For the last couple of months, I’ve been dropping the occasional “Spreektaal” video, videos in which I talk naturally about a previously determined topic. The way that I make these videos is basically by writing some keywords down that I know I want to discuss and then speaking freely. That’s basically the method that I want to teach you today. Let me walk you through the three-step process of preparing yourself for a good speaking exercise that you can easily replicate at home.

STEP 1: THINK ABOUT A TOPIC / QUESTION

If this is the first time you’re practicing speaking at home, then just think about a simple question or topic that you’ve already covered in class. Here are some ideas which you could use, depending of course on your level:

“Wat zijn jouw plannen voor het weekend?”

“Hoe is jouw agenda volgende week?” 

“Hoe is jouw routine?”

“Hoe is het weer vandaag?”

“Wat heb je gisteren gedaan?”

“Hoe is jouw familie? Hoe ziet jouw vader / moeder eruit? Hoe is hun karakter? Wat doen zij van beroep? Wat doen zij in hun vrije tijd?”

STEP 2: BRAINSTORM 

In this 2nd phase, you can gather relevant vocabulary on the topic you’ve chosen. In this phase, a dictionary is allowed (and encouraged), check out this blog post on how to use a dictionary correctly, where you’ll at the bottom of the page also find some recommendations for dictionaries. Oh and please don’t use Google Translate.

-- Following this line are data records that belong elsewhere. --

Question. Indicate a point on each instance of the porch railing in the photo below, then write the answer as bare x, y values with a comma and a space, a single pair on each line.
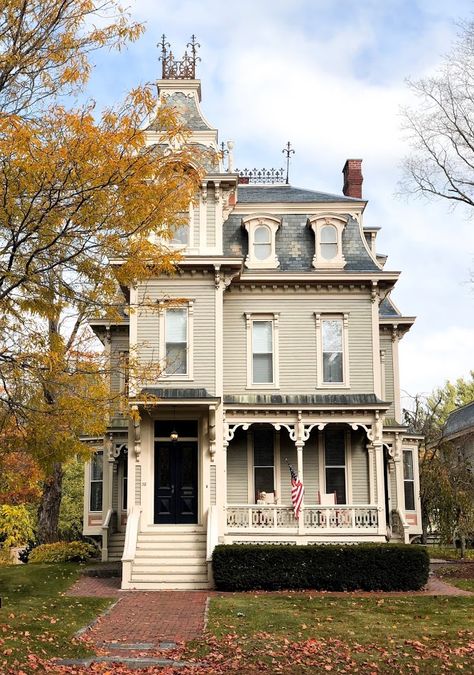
315, 518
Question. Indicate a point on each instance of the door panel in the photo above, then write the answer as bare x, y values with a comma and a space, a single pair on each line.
175, 482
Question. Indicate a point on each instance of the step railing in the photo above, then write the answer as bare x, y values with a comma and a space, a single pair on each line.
349, 518
130, 546
105, 534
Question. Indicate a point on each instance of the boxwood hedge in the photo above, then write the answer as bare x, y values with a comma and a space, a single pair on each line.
334, 567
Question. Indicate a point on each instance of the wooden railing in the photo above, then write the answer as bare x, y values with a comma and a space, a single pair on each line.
273, 517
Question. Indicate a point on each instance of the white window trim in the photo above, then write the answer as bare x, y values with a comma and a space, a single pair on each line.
251, 467
320, 384
274, 318
251, 223
317, 223
409, 480
89, 482
174, 377
348, 467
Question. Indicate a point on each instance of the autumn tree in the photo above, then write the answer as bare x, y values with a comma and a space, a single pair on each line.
79, 191
440, 127
446, 479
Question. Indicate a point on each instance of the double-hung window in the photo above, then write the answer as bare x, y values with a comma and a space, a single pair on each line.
332, 361
408, 480
176, 341
96, 481
262, 345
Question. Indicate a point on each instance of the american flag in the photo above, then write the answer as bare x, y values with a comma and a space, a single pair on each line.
297, 492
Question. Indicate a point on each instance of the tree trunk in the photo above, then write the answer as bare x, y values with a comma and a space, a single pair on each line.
48, 512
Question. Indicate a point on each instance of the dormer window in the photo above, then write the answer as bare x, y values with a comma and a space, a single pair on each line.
328, 241
261, 232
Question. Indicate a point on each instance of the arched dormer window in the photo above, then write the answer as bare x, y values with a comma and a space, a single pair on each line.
328, 241
262, 231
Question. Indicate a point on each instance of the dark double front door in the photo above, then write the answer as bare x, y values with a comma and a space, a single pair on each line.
176, 482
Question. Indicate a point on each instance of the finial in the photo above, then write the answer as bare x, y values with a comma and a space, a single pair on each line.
185, 69
288, 150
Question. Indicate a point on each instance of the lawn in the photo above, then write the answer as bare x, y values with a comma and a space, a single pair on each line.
37, 620
303, 633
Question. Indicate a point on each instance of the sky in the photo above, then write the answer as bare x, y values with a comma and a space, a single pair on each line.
331, 78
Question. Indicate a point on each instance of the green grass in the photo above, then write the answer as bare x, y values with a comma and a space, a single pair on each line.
304, 633
37, 619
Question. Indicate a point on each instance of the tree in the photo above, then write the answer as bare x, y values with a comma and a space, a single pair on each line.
440, 129
85, 207
446, 479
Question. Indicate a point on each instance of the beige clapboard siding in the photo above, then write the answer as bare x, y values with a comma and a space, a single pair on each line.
386, 345
237, 470
360, 471
297, 340
210, 219
119, 344
196, 238
202, 292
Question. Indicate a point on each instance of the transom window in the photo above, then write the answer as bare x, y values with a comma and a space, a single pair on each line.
96, 480
176, 340
262, 243
408, 480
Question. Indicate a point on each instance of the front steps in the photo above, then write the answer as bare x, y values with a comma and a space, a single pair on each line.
116, 544
170, 559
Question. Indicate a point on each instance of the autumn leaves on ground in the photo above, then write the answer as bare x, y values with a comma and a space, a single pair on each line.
247, 632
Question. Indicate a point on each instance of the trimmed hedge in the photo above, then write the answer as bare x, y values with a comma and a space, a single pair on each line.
332, 567
63, 551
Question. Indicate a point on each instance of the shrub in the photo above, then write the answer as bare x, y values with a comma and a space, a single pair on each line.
368, 567
15, 525
63, 551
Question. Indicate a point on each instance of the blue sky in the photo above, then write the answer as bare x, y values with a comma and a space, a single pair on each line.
330, 77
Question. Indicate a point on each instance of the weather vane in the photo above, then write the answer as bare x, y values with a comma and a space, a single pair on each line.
288, 150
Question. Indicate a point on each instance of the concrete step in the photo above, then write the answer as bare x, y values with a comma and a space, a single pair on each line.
169, 585
191, 569
171, 545
156, 577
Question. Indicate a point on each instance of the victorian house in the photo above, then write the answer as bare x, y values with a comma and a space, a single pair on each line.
284, 351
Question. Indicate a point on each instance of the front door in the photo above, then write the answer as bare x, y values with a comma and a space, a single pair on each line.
175, 482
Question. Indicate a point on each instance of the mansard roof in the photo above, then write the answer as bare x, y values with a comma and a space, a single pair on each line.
295, 242
257, 194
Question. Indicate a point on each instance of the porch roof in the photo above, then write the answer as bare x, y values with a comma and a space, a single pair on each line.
320, 400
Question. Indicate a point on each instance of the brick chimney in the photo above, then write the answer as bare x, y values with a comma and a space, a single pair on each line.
353, 178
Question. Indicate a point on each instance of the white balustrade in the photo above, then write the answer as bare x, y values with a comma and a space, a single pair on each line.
273, 517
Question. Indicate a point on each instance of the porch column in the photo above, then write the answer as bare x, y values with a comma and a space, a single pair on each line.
377, 434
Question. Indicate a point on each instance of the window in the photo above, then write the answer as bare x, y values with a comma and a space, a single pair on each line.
125, 483
328, 241
262, 338
96, 480
408, 480
261, 232
333, 349
335, 464
264, 463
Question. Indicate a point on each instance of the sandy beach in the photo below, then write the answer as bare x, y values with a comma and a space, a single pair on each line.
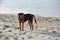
47, 28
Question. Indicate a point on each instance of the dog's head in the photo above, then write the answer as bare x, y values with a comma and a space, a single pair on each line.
21, 15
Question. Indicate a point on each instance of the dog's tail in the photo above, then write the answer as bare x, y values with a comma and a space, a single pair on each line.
34, 19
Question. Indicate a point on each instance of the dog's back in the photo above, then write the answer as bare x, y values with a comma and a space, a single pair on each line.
28, 17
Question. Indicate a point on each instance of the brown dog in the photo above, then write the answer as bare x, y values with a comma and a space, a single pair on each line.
26, 17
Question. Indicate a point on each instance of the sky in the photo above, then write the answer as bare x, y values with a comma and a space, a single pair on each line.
41, 7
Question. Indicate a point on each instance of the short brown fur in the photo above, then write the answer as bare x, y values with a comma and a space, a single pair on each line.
26, 17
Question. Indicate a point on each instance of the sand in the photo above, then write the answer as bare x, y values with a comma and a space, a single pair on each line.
47, 28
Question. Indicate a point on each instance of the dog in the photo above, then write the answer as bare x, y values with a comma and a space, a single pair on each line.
26, 17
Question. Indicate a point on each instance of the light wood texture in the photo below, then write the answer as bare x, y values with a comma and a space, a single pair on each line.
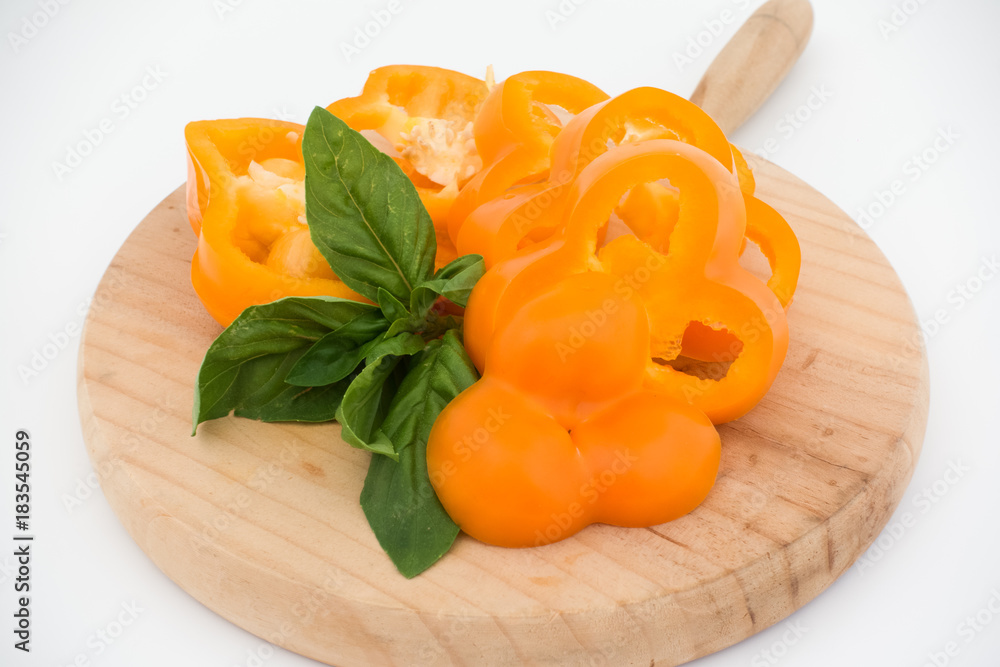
754, 62
261, 522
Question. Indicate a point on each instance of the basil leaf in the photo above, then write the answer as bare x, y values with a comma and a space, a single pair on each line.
454, 282
364, 214
398, 499
337, 354
392, 308
404, 344
364, 407
245, 367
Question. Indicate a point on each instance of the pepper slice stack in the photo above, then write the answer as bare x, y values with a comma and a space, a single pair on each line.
561, 432
553, 326
245, 201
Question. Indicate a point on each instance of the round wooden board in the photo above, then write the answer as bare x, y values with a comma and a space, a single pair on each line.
261, 522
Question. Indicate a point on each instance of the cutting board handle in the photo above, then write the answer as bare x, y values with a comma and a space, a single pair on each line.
754, 62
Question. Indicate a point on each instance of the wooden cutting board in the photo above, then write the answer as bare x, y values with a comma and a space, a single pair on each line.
261, 522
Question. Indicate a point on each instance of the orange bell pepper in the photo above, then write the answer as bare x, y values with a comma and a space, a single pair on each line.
701, 302
423, 118
245, 202
531, 213
561, 433
515, 131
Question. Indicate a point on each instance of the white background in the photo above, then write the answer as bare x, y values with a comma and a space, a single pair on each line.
892, 93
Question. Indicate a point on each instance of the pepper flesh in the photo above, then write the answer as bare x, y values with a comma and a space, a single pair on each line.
245, 202
528, 214
515, 131
697, 284
520, 462
422, 117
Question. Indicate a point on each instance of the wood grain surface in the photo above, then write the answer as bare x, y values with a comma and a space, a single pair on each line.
753, 63
261, 522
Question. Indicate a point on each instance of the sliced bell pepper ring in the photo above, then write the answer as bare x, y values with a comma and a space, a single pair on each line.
423, 118
245, 201
514, 134
530, 213
698, 283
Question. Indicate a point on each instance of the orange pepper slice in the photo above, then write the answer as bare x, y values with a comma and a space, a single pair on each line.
243, 202
422, 117
697, 284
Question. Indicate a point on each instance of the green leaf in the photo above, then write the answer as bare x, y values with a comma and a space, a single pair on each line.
398, 499
364, 214
392, 308
404, 345
454, 282
245, 367
364, 407
337, 354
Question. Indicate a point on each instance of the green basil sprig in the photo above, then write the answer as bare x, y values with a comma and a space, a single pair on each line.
383, 370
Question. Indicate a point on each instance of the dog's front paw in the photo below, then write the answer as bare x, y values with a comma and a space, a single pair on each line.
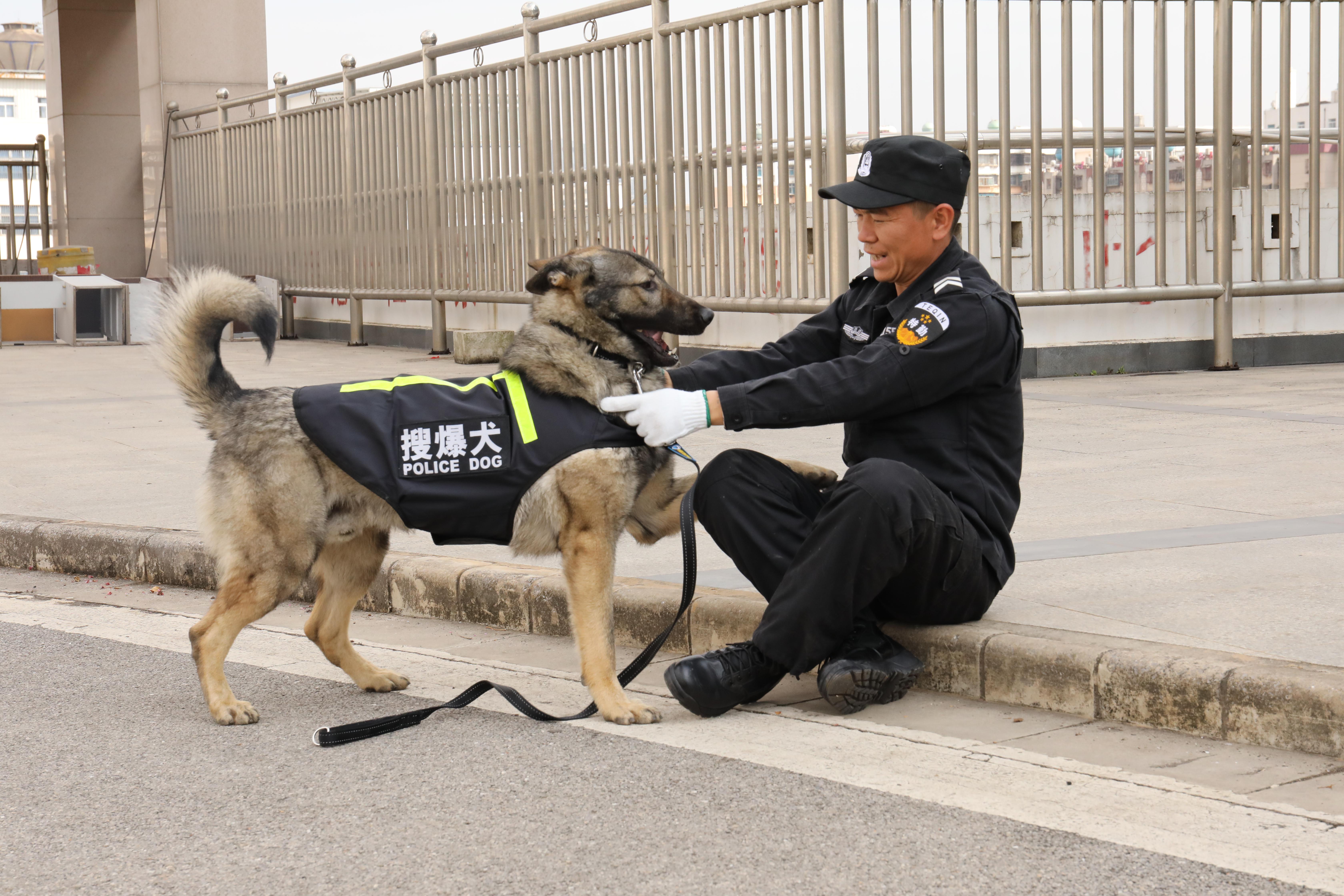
819, 476
385, 680
236, 713
634, 714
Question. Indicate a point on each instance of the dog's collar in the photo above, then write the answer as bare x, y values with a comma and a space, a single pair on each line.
597, 351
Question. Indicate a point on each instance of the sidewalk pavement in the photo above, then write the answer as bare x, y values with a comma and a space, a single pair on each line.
1198, 510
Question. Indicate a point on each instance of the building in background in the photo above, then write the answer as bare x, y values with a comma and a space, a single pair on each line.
23, 119
1300, 166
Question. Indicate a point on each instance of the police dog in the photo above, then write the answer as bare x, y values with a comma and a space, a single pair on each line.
276, 511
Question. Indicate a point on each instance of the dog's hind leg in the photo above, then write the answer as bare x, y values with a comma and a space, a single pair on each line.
345, 570
588, 547
658, 508
247, 594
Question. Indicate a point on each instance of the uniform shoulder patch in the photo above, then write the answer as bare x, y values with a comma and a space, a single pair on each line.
924, 324
857, 334
949, 281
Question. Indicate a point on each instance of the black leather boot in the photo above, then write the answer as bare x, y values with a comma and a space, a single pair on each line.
714, 683
867, 668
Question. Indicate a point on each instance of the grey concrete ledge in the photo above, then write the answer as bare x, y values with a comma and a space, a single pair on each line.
1203, 692
1037, 362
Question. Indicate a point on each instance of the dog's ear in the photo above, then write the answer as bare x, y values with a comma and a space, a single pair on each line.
562, 272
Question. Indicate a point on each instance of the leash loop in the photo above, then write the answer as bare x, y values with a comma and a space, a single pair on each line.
338, 735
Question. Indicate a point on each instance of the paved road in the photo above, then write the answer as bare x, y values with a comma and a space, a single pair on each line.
101, 436
113, 781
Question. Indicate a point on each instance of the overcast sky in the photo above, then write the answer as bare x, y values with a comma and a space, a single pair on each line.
307, 38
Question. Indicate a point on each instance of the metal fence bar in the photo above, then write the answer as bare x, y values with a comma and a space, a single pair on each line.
800, 205
1066, 120
749, 80
1285, 166
1038, 218
1128, 105
940, 87
1314, 103
1099, 232
781, 112
1191, 162
1224, 183
1162, 179
816, 242
837, 232
908, 113
874, 72
1005, 154
1257, 156
702, 143
972, 148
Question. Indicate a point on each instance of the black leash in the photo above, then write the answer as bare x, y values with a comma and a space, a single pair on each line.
374, 727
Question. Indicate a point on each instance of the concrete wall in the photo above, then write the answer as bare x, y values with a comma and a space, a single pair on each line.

Let’s say that you’ve chosen the topic: “Wat zijn jouw plannen voor het weekend?” Then write down your relevant vocabulary like this:

  • met mijn kinderen spelen 
  • naar televisie kijken
  • met vrienden dineren
  • op zondagmorgen: lang slapen, thuis ontbijten
  • naar een klassiek concert gaan
  • op zondagavond, thuisblijven, mijn kinderen met het huiswerk helpen

STEP 3: SPEAK FREELY

in the beginning, this will be a complicated, difficult jump. Use the notes that you’ve taken during step 2 and try to make simple sentences.

SOME TIPS AND IDEAS

  • Once you feel like you’ve got the hang of it, you can use linking words like “dan”, “daarna”, or “ten slotte” (finally).
  • You could record yourself and listen back to your own recording to catch any mistakes. The more you do this, the easier it will become for you to spot, hear and ultimately also prevent highly frequent mistakes! 
  • Try to integrate these speaking exercises into your everyday life. Stop for a moment when doing something and think about whether you can describe what you’re doing in Dutch. You could start your day by describing your plan for that day and you could end your day by describing what you’ve done that day using the same notes.
  • You can use this method in a lot of different contexts: e.g. when making a presentation, when describing an article or describing a video (from nedbox.be or one of my Spreektaal videos). Just use the same context, write down the words and then reconstruct the video / article / presentation in your own words.
  • You could also stand in front of the mirror when doing these speaking exercises. Sure, it’s awkward, but learning a language kind of always is.
  • After doing these exercises for a while, you’ll start to get a lot more comfortable speaking Dutch and eventually, you’ll find that your list in step 2 will become shorter since your active vocabulary will grow exponentially. Eventually, you’ll find your own voice. Take your time, be patient, practice every day and you’ll be amazed at what you can achieve.

DON’T EVER DO THIS…

When you want to practice speaking, please do not ever write a text and read it out loud. That’s not gonna help you much with speaking, that’s just gonna help you with pronouncing and, yes, you guessed it, reading out a text out loud. It doesn’t help you training vocabulary actively or thinking about how to use grammar. You’ll never get a feel for how the sentence construction would play out and differ according to each sentence. So if it’s speaking you want, don’t write down a text, but stick to keywords.